Akademik Veri Yönetim Sistemi
Gazi Medical Journal, cilt.34, sa.3, ss.283-287, 2023 (ESCI)
Objective: The goal of this research was to determine whether cerium oxide could protect against kidney tissue damage in rats given sevoflurane anesthesia. Material and Methods: After the approval of the Ethics Committee, study was conducted in Gazi University Animal Research Laboratory, Ankara, Turkey, in April 2019. 24 rats were divided into 4 groups: control group (C), cerium oxide group (CO), sevoflurane group (S), and cerium oxide-sevoflurane group (COS). 0.5 mg/kg doses of intraperitoneal cerium oxide was administered to the CO and COS groups 30 minutes before the procedure. Sevoflurane (2.3%) was administered to the S and COS groups for 3 hours.
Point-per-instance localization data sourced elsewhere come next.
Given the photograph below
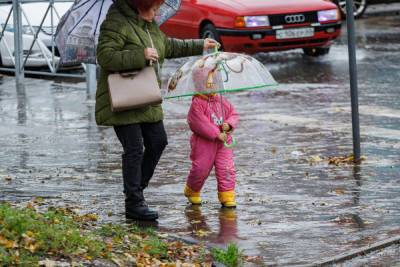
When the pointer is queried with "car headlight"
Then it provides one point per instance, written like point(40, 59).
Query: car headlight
point(328, 15)
point(252, 21)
Histopathological and biochemical parameters were then analyzed. Results: Malondialdehyde (MDA) level and superoxide dismutase (SOD) activity were significantly higher in group S than in group C and CO. On the other hand, MDA level and SOD activity were significantly lower in group COS than in group S. Tubular dilatations markedly increased in group S and COS compared to group C (p=0.002, p=0.009, respectively). Tubular dilatation was also significantly higher in group S than in group CO. Tubular cell necrosis were significantly higher in all groups than in group C. Tubular cell necrosis was also significantly higher in group S compared to group CO. Bowman's space dilatations were significantly higher in groups S and COS compared to the C group. Bowman's space dilatation was also significantly higher in group S than in group CO. Tubular cell shedding was significantly higher in group S compared to group C and CO. Tubular cell necrosis and cell shedding were found to be significantly lower in group COS than in group S. Conclusion: We conclude that pretreatment of rats with a single intraperitoneal dose of cerium oxide nanoparticles is safe to prevent kidney damage caused by sevoflurane anesthesia in rats.